I’m flabbergasted. This doesn’t happen right? It can’t! No one thinks their kids are going to be ok in a car alone while they go grocery shop, right? There are awful people out there, cars malfunction, kids get caught in things, kids throw up spontaneously all the time! This can’t be…but obviously it must.
DON’T DO IT. It is selfish, and lazy, and awful. You are a good mom, don’t do this.
Same with leaving your little ones in a bath even for a moment. It doesn’t work. Kids slip and fall one million times a day. And doesn’t your mommy brain tell you that the second you slip away it is going to happen? Be oh so careful around water, you cannot look away for a moment. The ocean, she is a strong thing. Kids drown in an instant. We all understand this, correct? THEN DON’T BE LAZY ABOUT IT.
I think as parents, good parents, we sometimes do stupid things. These two things my mind can’t even wrap around what would make them ok. But there were two times in my life that a stranger has stepped in and gave me a good mental whack. One time I was with a friend at a restaurant chatting away. The kids were looking at magazines playing around in the entry of the restaurant. Meaning you had to open one set of doors and there was this little area of magazines and vending machines before you opened another set of doors to the street. We could see them playing. BUT the main doors were being opened and shut, opened and shut. And it was on an extremely busy road. They could have escaped and ran out at any second. So these two men who were on their lunch break got up from eating, grabbed my kids hands, and brought them back to me. Not rudely but it was a mental smack for me. And one I needed. GOOD FOR THEM.

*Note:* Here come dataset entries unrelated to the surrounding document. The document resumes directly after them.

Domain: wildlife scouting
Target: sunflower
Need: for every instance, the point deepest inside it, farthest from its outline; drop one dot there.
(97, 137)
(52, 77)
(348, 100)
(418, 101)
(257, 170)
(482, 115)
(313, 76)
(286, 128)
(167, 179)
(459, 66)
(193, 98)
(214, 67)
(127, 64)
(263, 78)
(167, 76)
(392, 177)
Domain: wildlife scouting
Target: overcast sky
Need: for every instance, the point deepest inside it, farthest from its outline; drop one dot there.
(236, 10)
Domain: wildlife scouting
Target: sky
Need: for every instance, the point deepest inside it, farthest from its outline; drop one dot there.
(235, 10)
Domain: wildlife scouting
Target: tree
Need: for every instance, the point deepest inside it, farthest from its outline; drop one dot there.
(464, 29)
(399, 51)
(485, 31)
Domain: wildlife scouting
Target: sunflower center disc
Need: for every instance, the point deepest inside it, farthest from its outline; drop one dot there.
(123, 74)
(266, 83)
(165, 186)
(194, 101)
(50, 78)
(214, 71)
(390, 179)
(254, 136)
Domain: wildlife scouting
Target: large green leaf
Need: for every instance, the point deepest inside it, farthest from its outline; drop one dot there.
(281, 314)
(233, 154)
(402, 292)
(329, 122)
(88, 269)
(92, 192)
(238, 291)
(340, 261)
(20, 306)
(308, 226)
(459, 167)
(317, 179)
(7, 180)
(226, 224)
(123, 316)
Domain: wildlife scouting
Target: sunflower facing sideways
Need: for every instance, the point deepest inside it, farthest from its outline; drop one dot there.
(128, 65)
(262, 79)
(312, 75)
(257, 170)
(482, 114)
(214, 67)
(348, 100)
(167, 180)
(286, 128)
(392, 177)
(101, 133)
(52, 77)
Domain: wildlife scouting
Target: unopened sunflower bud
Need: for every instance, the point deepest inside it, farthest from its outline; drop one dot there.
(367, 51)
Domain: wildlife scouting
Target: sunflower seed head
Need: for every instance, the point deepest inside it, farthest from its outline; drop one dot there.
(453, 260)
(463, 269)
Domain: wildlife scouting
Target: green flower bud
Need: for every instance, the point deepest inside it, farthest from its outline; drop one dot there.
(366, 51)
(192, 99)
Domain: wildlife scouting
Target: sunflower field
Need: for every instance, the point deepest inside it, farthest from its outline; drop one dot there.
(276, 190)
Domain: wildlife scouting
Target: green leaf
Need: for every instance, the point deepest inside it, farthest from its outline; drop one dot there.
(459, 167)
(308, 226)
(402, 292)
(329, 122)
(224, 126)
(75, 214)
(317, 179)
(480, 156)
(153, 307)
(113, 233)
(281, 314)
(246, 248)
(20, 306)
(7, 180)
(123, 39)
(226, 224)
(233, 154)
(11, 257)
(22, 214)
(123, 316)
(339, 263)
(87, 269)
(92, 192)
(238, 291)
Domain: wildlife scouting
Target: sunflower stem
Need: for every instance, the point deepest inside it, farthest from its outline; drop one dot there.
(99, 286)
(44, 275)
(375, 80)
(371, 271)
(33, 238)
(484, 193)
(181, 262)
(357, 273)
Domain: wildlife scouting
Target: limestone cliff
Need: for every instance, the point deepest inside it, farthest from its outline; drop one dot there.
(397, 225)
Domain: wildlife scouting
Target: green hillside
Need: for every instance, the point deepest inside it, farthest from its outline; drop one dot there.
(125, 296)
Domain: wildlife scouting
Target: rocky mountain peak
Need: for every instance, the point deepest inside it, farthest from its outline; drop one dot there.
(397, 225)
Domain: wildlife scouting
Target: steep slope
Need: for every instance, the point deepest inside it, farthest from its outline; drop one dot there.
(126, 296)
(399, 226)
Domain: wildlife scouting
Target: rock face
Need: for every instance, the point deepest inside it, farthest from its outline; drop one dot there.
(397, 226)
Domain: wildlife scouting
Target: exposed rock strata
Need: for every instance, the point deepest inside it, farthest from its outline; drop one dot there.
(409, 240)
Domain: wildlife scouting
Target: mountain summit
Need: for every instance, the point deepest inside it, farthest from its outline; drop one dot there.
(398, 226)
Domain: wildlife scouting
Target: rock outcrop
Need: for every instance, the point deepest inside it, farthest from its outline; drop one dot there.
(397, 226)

The other time was just a couple of days ago. I was sitting, playing on my phone, not paying attention. And my two year old ran out into the carpool lane. So I had some moms screaming at me to get my kids. Lesson learned, eek! During the week I am at a museum all day while other kids are at a camp. I wander around the museum and let my two year lead the way. So she will walk around sometimes looking alone but I am directly behind her. People will start to say, “Where is your….Oh look she is right there!” I just smile and say thank you. Because everyone is just trying to help and I am not going to put a bad taste in their mouth by being rude or acting annoyed. Because if I do maybe they won’t help out as much in the future and it will end up really hurting another child.
I remember one day driving down one of the main roads in Utah (Bangeter or was it Redwood) and in front of Walgreens right at the intersection of two main roads two kids were playing. They were playing on the side of these roads, running in the roads and out of the roads like it was a fun game. I yanked my mini van over, grabbed those boys’ hands, and marched into Walgreens hoping to find their mom. Their mom was right there in line and told me, “Oh I knew they were playing out there, I was just letting them play while I was shopping.” She looked a little dumstruck and I don’t know if she realized what they were doing was so awfully unsafe. I told her what they were doing in busy traffic, didn’t get all huffy puffy with her, or even chastise her. But I would think having a stranger march in with your kids in front of a line of customers would be a mental smack.
We always need to help each other out is my point. Even if the other parents snaps at us, even if it inconveniences you. Even if you aren’t the type to interfere. We need to work as a huge family that is watching out for each other’s kids.
But this leaving kids in cars and leaving kids in/around water alone, even for a second.
THAT STUFF DOESN’T NEED TO HAPPEN, EVER. DON’T DO IT. I just don’t get it. And if you see it, you do something about it!